How Big Oil is Tightening its Grip on Donald Trump’s White House

Source: The Guardian

When Rick Perry was interrupted by climate-change protesters during his address to the National Petroleum Council in late September, the energy secretary was ready with a retort.

“You want to talk about something that saves lives? It’s the access to energy around the globe,” Perry said, countering a woman worried about deadly hurricanes and a man whose hometown is being submerged by the rising Philippine Sea. “I am proud to be a part of this industry. I am proud to be an American.”

It was an opportunity for the former Texas governor to champion an industry he’d long embraced by showing fealty to the petroleum council, an arcane federal advisory committee dominated by energy executives. Picking up on Perry’s message was interior secretary Ryan Zinke, who has pledged to fast-track drillingand open more areas to fossil-fuel development.

The two took turns reassuring the council’s nearly 200 members during a meeting at the opulent Hay-Adams hotel in Washington DC, that the White House would be a friend, not foe, to big oil. “We’re now in the business of being partners, rather than adversaries,” Zinke said. “If I were in the industry, I’d be pretty happy.”
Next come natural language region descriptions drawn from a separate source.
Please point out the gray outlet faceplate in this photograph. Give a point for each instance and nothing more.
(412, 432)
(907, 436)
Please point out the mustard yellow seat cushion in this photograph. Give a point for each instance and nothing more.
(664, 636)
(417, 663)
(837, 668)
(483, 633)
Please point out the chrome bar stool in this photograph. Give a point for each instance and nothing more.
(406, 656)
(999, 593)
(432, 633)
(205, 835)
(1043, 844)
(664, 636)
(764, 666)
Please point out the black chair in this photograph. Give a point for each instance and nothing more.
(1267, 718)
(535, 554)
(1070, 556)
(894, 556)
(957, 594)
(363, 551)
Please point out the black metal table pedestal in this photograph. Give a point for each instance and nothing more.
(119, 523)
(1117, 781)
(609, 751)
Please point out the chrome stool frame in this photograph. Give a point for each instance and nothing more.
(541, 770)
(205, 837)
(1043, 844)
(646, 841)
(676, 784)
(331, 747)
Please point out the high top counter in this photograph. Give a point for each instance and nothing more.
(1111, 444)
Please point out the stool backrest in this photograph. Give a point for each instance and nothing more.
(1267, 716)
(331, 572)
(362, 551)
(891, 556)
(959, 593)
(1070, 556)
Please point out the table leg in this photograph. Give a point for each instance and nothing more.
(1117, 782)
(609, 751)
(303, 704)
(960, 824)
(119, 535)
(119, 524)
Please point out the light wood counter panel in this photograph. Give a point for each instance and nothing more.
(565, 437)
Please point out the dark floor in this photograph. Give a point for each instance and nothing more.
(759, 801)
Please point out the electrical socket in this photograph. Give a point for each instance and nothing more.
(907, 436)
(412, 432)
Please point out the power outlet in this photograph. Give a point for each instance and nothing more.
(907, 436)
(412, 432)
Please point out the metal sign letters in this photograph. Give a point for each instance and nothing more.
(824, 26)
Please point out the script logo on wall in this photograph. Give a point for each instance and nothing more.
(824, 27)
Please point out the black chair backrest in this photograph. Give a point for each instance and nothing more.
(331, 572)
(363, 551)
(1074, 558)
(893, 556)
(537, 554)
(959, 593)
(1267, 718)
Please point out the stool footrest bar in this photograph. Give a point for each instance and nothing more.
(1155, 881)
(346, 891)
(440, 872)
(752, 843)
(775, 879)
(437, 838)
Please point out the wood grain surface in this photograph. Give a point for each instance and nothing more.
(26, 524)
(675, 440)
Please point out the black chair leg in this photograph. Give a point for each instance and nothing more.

It wasn’t the first time that global warming had been cast aside by the energy department’s petroleum council, successor to a wartime body created by Harry Truman. In 1972, the council buried the industry’s own climate research with the help of top executives at the American Petroleum Institute, a longtime ally that once shared a building with the council.

API has gone beyond the lobbying typical of trade associations, helping spawn permanent substructures within the executive branch that ensure its voice is heard. These government entities, which include the petroleum council and an obscure but powerful White House office, have for decades worked in tandem with API to fortify the oil and gas industry, often, its critics say, at the public’s expense.

API’s history on climate issues goes back farther than most realize. As early as 1959, it grappled with global warming, hosting a conference where the looming, manmade catastrophe was discussed. As the environmental movement was blossoming, API – with the government’s support – was working behind the scenes to undermine it by distorting projections of regulatory costs. An enduring false narrative was constructed: the economy or the environment.